Beispielhaft nennt Romina Maillaro in ihrer Arbeit den Genderbericht des Caritasverbands mit 82,1 Prozent weiblichen Beschäftigten insgesamt, aber nur 23 Prozent weiblichen Vorständen und Geschäftsführerinnen. „AWO und Diakonie liefern ähnliche Zahlen“, schreibt sie. Zum Teil lasse sich das auf die kirchliche Geschichte der großen Wohlfahrtsverbände zurückführen: Die seien geprägt von alten Diözesanstrukturen, in denen Frauen gar nicht vorgesehen waren.

Weitere zentrale Gründe:

  • Die Vereinbarkeit von Familie und Beruf wird von Frauen erwartet, von Männern nicht. Es fehlen Hilfestellungen der Arbeitgeber*innen wie flexible Arbeitszeiten und Homeoffice-Angebote.
  • Auch in der Sozialen Arbeit gibt es die „Gläserne Decke“, also unsichtbare Barrieren wie zum Beispiel männlich geprägte Netzwerke in den obersten Leitungsebenen.
  • Weil die Soziale Arbeit geschichtlich aus der Idee der „geistigen Mütterlichkeit“ hervorging, wird auch heute noch teils davon ausgegangen, dass Frauen von Natur aus für Care-Arbeit – und damit nicht für Führungspositionen – bestimmt seien.
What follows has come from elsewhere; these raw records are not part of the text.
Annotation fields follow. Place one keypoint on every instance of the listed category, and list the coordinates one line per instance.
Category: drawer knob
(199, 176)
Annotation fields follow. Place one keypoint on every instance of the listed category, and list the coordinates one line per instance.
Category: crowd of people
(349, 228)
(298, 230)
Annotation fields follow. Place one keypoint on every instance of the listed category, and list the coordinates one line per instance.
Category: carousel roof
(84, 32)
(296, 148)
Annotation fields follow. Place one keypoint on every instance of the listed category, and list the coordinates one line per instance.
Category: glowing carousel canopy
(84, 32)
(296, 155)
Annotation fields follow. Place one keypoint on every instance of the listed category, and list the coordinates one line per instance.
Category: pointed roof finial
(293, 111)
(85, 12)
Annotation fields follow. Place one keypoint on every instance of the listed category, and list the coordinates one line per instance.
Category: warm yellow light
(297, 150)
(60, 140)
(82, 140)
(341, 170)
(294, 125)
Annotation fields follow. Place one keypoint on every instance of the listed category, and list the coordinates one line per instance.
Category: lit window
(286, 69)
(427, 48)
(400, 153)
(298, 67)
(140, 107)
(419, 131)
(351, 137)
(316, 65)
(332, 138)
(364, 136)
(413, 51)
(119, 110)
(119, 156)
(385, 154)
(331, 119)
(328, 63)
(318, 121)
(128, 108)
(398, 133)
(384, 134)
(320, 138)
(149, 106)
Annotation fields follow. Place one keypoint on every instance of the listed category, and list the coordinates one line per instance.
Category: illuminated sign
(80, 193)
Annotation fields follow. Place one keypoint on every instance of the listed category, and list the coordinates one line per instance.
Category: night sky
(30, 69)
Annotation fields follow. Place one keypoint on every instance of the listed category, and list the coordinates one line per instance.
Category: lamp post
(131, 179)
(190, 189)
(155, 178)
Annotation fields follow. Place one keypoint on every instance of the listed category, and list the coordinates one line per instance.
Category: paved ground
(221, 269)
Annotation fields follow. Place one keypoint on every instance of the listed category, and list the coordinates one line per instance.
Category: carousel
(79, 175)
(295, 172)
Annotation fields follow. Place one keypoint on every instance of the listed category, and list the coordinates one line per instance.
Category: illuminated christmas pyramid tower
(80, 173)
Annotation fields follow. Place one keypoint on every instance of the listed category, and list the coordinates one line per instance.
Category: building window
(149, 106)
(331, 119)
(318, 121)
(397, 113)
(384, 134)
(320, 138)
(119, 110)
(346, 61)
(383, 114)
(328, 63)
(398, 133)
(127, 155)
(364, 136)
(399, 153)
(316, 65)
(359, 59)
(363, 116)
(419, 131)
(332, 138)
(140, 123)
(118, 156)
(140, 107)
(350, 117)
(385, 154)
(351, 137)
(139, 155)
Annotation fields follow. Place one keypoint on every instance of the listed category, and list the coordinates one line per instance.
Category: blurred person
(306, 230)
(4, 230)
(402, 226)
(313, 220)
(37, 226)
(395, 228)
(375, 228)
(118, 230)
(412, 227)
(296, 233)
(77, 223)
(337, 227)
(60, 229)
„Frauen sind nicht entwicklungsbedürftig, um in Leitung zu kommen“

Darin zeichnet sich das zentrale Ergebnis der Untersuchung ab: Der Grund dafür, dass Frauen nicht führen, sind nicht die Frauen. Sozialarbeiterin Maillaro formuliert es so: „Frauen sind nicht entwicklungsbedürftig, um in Leitung zu kommen.“ Vielmehr müssen die Entscheider*innen in den Organisationen ihre Entscheidungsgrundlagen kritisch hinterfragen und strukturelle Maßnahmen einführen, die das Genderthema innerhalb der eigenen Prozesse beleuchten und voranbringen.

(Foto: FH Dortmund / Tilman Abegg

Gerade in der Sozialen Arbeit, die sich als Gerechtigkeitsprofession verstehe, sei dieser Zustand besonders verheerend, argumentiert Romina Maillaro. „Mit der Publikation wollen wir deswegen weitere Forschungen in diesem Bereich anstoßen und erreichen, dass dieses Problem in den Organisationen operationalisiert wird, das heißt, dass Konzepte und Maßnahmen verankert werden, die Geschlechtergerechtigkeit vorantreiben.“

Die Untersuchung enthält Interviews mit weiblichen und männlichen Leitungskräften aus den obersten Ebenen. Aus ihnen geht hervor, dass diese Rollenbilder so tief in der Gesellschaft sitzen, dass es selbst Frauen in Leitungspositionen schwerfällt, die Diskrepanz zwischen der Erwartung an sie, rücksichtsvoll zu sein, und der Notwendigkeit des Jobs, manchmal nicht auf alle Rücksicht nehmen zu können, auszuhalten.

Frauenquote, Diversitätsmanagement oder Gleichstellungsbeauftragte als Lösungen

Eine der interviewten Chefinnen verriet, sie „ertappe sich selbst dabei, manche Dinge eher männlich zu denken.“ Kein Wunder, sagt Romina Maillaro, bei hauptsächlich männlichen Chefs, an denen sie sich orientieren kann. Eine Maßnahme wäre eine Quote.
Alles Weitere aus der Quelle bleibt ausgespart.